Trevor Laffan: Modern, urban youths have to stop viewing guards as enemy

Many children, especially in urban areas, develop an anti-police mentality at a young age, so says Trevor Laffan in his weekly column
Trevor Laffan: Modern, urban youths have to stop viewing guards as enemy

RESPECT: Dublin teenager Jamie Lee with a garda in Laois on an episode of RTE’s Raised By The Village

COVID-19 has been doing a pretty good job of keeping most of us housebound and seated in front of the TV.

I think I’ve watched more television in the last few weeks than I normally would over the course of a year.

I’ve noticed too that with all the channels available to us, there are times when I struggle to find something decent to watch. I did come across two shows though that I found interesting.

The first one was The Guards: Inside The K on Virgin Media. It’s a behind the scenes look at what gardaí face on a daily basis in the K District in Dublin ,which covers Blanchardstown, Finglas and Cabra.

I wasn’t expecting much, to be honest, when I tuned in first, but I was pleasantly surprised.

It’s a very well-made documentary series. I’ve seen a few of the episodes so far and it gives a very accurate account on what life is like for gardaí in the Big Smoke.

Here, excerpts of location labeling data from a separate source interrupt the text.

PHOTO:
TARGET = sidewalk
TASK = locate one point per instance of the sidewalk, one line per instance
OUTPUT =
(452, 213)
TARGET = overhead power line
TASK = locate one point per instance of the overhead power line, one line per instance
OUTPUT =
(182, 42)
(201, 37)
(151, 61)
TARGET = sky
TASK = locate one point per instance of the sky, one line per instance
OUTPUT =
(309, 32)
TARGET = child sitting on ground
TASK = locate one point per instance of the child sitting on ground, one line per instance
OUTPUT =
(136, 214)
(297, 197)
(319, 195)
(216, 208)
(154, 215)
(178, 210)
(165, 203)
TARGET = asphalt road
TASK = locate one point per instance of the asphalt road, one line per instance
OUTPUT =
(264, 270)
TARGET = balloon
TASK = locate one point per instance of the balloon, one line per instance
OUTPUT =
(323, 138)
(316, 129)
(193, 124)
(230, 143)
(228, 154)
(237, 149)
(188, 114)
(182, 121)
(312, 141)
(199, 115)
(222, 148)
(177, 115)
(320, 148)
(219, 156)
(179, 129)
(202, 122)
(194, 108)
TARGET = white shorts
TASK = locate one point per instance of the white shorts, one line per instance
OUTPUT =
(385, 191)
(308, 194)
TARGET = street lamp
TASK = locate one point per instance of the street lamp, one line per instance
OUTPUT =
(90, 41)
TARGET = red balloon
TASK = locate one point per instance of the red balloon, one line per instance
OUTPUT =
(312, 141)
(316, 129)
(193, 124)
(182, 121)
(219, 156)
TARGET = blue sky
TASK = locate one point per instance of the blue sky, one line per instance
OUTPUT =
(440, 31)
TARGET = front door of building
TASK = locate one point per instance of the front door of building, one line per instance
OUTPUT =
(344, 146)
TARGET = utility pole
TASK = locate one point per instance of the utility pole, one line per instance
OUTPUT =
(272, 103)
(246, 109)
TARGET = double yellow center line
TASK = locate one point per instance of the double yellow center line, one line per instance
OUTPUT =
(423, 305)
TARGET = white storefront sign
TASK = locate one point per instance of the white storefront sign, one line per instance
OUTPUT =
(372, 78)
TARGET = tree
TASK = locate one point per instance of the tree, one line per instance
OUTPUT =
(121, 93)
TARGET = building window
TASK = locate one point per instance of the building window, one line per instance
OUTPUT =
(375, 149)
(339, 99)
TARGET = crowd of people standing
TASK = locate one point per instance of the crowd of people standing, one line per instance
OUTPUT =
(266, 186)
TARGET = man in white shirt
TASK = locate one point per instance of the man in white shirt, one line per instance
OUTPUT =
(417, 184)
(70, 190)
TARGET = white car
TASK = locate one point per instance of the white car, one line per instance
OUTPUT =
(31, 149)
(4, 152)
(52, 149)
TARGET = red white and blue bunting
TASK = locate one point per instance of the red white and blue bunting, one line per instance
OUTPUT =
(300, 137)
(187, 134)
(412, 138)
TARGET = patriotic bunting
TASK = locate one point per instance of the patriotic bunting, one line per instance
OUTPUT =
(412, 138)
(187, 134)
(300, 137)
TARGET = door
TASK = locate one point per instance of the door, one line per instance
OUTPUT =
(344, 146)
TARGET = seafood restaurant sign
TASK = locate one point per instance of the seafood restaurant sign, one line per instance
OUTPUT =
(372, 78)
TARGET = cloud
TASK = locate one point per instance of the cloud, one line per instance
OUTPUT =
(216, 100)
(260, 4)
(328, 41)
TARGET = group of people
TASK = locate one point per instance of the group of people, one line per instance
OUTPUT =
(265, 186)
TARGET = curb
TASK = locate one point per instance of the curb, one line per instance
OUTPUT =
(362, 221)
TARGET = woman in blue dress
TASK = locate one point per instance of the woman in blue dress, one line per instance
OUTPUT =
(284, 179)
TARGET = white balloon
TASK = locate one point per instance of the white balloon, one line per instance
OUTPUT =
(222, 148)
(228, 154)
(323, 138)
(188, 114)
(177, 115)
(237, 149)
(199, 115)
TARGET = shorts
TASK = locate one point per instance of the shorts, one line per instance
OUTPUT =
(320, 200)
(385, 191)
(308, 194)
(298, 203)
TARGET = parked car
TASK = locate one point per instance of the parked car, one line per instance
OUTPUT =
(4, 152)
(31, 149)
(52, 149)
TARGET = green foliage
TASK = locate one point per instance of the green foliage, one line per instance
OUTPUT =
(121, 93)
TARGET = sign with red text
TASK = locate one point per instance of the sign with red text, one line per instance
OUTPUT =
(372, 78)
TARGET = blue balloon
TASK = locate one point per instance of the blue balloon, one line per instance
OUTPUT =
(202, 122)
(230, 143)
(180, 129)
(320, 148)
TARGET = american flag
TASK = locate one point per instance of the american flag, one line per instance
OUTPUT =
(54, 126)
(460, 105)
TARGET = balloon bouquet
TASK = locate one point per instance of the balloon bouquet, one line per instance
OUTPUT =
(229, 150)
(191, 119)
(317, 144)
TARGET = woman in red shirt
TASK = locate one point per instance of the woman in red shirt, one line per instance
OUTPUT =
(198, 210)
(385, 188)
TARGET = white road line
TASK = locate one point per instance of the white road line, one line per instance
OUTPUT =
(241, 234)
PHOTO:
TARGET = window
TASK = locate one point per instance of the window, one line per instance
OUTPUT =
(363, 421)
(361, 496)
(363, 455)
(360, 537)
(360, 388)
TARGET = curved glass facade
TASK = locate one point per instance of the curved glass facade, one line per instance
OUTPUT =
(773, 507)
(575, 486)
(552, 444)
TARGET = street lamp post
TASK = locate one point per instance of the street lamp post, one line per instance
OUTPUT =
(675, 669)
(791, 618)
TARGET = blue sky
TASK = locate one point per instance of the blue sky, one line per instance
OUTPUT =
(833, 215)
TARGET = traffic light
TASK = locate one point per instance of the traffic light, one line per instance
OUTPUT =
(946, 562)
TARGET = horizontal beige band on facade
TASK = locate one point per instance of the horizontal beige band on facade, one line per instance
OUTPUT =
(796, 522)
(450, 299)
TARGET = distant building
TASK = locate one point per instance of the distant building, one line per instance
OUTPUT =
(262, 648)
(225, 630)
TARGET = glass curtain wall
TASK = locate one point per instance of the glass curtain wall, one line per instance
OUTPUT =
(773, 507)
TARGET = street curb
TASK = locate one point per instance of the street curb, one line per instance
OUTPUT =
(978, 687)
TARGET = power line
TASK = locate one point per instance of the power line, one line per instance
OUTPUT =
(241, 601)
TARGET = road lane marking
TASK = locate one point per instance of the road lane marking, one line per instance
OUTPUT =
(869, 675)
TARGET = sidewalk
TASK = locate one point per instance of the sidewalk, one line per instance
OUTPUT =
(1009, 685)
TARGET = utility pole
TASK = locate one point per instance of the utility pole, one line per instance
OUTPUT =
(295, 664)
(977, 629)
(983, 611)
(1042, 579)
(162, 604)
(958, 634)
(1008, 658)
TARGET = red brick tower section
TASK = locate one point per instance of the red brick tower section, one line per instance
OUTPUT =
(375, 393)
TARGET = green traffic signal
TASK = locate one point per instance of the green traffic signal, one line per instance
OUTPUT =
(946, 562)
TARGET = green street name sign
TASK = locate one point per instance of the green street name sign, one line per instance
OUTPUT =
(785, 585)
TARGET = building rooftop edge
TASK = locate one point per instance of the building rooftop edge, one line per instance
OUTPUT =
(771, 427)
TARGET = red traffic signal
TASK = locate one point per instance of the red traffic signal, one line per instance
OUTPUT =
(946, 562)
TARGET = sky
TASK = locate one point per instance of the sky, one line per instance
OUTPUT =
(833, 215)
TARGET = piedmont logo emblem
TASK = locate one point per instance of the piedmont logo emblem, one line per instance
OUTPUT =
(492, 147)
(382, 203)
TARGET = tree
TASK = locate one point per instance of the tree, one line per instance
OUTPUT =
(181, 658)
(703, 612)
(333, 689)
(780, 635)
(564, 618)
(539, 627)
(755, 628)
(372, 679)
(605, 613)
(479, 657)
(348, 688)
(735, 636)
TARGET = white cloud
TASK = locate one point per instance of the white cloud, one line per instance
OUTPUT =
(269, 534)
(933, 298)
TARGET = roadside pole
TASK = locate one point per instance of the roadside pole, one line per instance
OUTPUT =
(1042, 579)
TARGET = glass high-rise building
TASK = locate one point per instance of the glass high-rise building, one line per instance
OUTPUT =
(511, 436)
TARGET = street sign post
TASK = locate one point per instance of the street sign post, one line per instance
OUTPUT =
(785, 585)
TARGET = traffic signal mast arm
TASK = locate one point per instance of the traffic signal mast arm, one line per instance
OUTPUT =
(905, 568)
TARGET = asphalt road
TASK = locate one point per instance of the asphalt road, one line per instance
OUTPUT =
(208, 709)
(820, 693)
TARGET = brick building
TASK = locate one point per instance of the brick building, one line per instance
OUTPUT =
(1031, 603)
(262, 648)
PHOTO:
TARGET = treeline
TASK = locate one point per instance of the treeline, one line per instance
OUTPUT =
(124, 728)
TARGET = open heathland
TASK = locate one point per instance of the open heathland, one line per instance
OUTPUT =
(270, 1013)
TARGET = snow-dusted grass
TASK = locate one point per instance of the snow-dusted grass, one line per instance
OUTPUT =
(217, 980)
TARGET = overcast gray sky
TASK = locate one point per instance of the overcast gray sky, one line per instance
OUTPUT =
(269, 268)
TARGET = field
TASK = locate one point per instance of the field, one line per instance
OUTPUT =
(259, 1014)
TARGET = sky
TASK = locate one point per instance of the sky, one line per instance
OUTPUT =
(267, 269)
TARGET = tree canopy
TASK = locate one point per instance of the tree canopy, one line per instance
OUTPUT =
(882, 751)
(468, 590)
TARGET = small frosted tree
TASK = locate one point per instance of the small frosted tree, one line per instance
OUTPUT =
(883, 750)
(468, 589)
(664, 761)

It’s changed a lot from when I was stationed there in the early eighties. Even though I spent 35 years in that organisation, I was taken aback at some of the scenes.

It’s a tougher area to police now and certainly more violent than it was in my day. It surprised me too how young the members are, but maybe that’s just me getting older.

I’ve only been retired for the last five years but I know I wouldn’t be able for that job now. It’s a young person’s game so I’m happy to leave it to them while I observe from the comfort of my recliner.

The second programme that caught my eye was Reared By The Village on RTÉ. In this show, they take troubled teenagers from an urban environment and introduce them to life in the countryside, where community is at the heart of everything.

The episode I saw involved a teenager from Clondalkin who was brought to a small farm in Laois. The 14-year-old normally lives in a two- bedroomed apartment with his mother and his three younger siblings in an area blighted by drug dealing, anti-social behaviour and joyriding. Some of his friends are already involved with the gardaí.

The two places are worlds apart, so he was understandably nervous about leaving his familiar territory. Before he left, he was asked by his buddy what he thought it was going to be like down in the country? He said he expected it to be full of pigs and muddy roads.

He was surprised to discover that it wasn’t like that at all, and he was also surprised at the amount of freedom the local youngsters had and how they could, within reason, come and go as they pleased.

That amount of leeway would be very risky for a youngster from Dublin’s inner city.

Allowing a young teenager to wander the streets in the heart of Dublin unsupervised would be a recipe for disaster. There are too many temptations — lots of opportunities for kids to go down the wrong path and fall in with the wrong crowd.

So, it’s very challenging for parents raising children in a large urban environment like that.

The programme follows the progress of these kids as they try to get back on track and improve the relationship they have with their parents.

I’m not sure whether it works or not every time, but it certainly had an impact on this young fella because he ended up in tears when it was time to return home.

The thing that grabbed my attention though was his visit to the nearby garda station where he was brought to meet the local sergeant. They were chatting away, but you could see the young lad was holding back and he was slow to engage. He told the sergeant he would never talk to the guards in Dublin because they were the enemy. I thought that was very sad.

He’s not alone. Many children, especially in urban areas, develop an anti-police mentality at a young age without knowing why. There are reasons for this and the garda schools programme was one tool developed to combat it. It set out a plan for regular, structured visits to the primary schools by trained gardaí.

Engagement between young people and the gardaí is crucial and the primary schools provide an ideal place to start. I know from experience that the programme works. I actively promoted it for many years in Cork and we saw the benefits of it until it fell victim to the cutbacks. That needs to be addressed.

The title of the programme, Reared By The Village, also reminded me of my own childhood. I often left the house early in the morning to meet my friends and didn’t come home again until it was time to eat. Sometimes I even forgot about food, even though you wouldn’t believe that if you saw me now.

My parents didn’t worry about me either because I never strayed too far, and they always knew who I was with.

They had a secret weapon too — the community. There were always plenty of eyes looking out for us.

My father told me when I was very small that, no matter where I went or what I did, there would always be somebody watching. He was right of course.

We were raised by the entire community, who checked us if we stepped out of line and we never questioned that authority.

If you forgot your manners, you would be quickly reminded by the shopkeeper, a neighbour, the postman or anyone else within earshot.

Times have changed. It would be a brave soul who would dare to correct an unruly child these days.

No wonder the young lad on the programme was crying. He has seen where we’re headed.